Screening and treatment of sexually transmissible infections, including HIV, are free in the UK nations; pre-exposure prophylaxis (PrEP) became free in England in October 2017 through the PrEP Impact trial. Doctor-led PrEP clinics started at 56 Dean Street in September 2015, with the drug purchased privately at full price. The service was expanded to other staff to support initiation and monitoring of increasing numbers of attendees purchasing PrEP from online pharmacies. Nonetheless, when the clinic was given a target of 1700 for the PrEP Impact trial, it was clear this could not be achieved in a timely manner through 56 Dean Street alone. To prepare for the trial, all staff with HIV testing competencies were trained in good clinical practice and trial-specific procedures, and a patient group directive was approved to facilitate nurse prescribing and dispensing. Electronic pro formas to capture eligibility for starting or continuing PrEP were adapted for the Dean Street Express clinic, with some information collected directly from service users using touch screens. These interventions, together with an update to the 2016 information leaflet developed by the community, enabled enrolment and follow-up of 1700 participants in 4 months. PrEP advice and monitoring were easily accommodated in the 56 Dean Street sexual health service, but did require additional training and approval for nurse prescribing and dispensing drug in order to achieve the target, which still fell short of the demand.

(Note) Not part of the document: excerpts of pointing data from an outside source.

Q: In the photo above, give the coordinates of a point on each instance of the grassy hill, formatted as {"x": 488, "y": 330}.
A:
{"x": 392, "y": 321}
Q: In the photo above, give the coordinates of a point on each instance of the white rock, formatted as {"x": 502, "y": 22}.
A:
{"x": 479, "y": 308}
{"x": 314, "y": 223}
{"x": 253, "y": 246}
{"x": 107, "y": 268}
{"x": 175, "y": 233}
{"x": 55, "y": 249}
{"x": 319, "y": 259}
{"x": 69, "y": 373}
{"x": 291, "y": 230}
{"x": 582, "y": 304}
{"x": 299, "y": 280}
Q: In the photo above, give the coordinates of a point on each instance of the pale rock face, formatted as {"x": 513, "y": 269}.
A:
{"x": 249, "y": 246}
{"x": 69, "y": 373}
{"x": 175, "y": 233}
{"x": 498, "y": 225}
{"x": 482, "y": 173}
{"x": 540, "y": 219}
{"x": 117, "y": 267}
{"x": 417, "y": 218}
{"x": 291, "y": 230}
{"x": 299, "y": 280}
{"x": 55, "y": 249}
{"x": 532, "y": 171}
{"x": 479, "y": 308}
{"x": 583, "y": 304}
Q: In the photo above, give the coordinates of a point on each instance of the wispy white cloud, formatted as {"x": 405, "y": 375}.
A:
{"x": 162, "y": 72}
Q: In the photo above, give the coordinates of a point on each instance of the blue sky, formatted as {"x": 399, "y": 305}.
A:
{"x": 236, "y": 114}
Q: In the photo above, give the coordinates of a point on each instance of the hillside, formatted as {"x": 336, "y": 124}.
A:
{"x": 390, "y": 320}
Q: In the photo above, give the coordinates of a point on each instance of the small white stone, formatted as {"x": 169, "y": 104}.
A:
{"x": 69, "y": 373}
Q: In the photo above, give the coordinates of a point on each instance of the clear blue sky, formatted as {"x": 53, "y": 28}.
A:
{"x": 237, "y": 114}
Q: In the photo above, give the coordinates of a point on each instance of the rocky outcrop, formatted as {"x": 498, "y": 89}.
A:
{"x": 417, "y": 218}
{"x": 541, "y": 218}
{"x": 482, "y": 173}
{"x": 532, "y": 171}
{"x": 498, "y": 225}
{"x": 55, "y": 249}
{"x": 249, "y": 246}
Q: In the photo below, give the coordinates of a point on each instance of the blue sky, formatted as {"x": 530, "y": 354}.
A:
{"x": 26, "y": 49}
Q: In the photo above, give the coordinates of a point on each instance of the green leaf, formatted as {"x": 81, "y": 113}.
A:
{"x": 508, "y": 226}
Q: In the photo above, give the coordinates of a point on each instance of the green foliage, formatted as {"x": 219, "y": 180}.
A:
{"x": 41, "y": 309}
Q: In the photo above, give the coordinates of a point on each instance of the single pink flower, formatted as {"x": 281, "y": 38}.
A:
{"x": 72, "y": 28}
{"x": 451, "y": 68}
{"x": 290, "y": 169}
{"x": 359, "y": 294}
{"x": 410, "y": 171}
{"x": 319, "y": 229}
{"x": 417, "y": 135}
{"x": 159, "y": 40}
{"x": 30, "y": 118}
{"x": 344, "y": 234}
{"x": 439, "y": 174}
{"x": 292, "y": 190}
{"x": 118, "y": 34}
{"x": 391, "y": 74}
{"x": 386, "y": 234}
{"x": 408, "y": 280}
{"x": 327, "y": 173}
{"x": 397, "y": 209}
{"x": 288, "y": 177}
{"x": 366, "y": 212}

Rapid testing and treatment for sexually transmitted infections improve patient care and yield public health benefits

A service evaluation of Chlamydia trachomatis (CT) and Neisseria gonorrhoeae (NG) testing and result notification in patients attending a rapid testing service (Dean Street Express [DSE]) compared with those attending an existing ‘standard’ sexual health clinic (56 Dean Street [56DS]), and modelling the impact of the new service from 1 June 2014 to 31 May 2015. Primary outcome: time from patients’ sample collection to notification of test results at DSE compared with 56DS. Secondary outcomes estimated using a model: number of transmissions prevented and the number of new partner visits avoided and associated cost savings achieved due to rapid testing at DSE. In 2014/15, there were a total of 81,352 visits for CT/NG testing across 56DS (21,086) and DSE (60,266). Rapid testing resulted in a reduced mean time to notification of 8.68 days: 8.95 days for 56DS (95% CI 8.91–8.99) compared to 0.27 days for DSE (95% CI 0.26–0.28). Our model estimates that rapid testing at DSE would lead to 196 CT and/or NG transmissions prevented (2.5–97.5% centile range = 6–956) and lead to annual savings attributable to reduced numbers of partner attendances of £124,283 (2.5–97.5% centile range = £4260–590,331). DSE, a rapid testing service for asymptomatic infections, delivers faster time to result notification for CT and/or NG which enables faster treatment, reduces infectious periods and leads to fewer transmissions, partner attendances and clinic costs.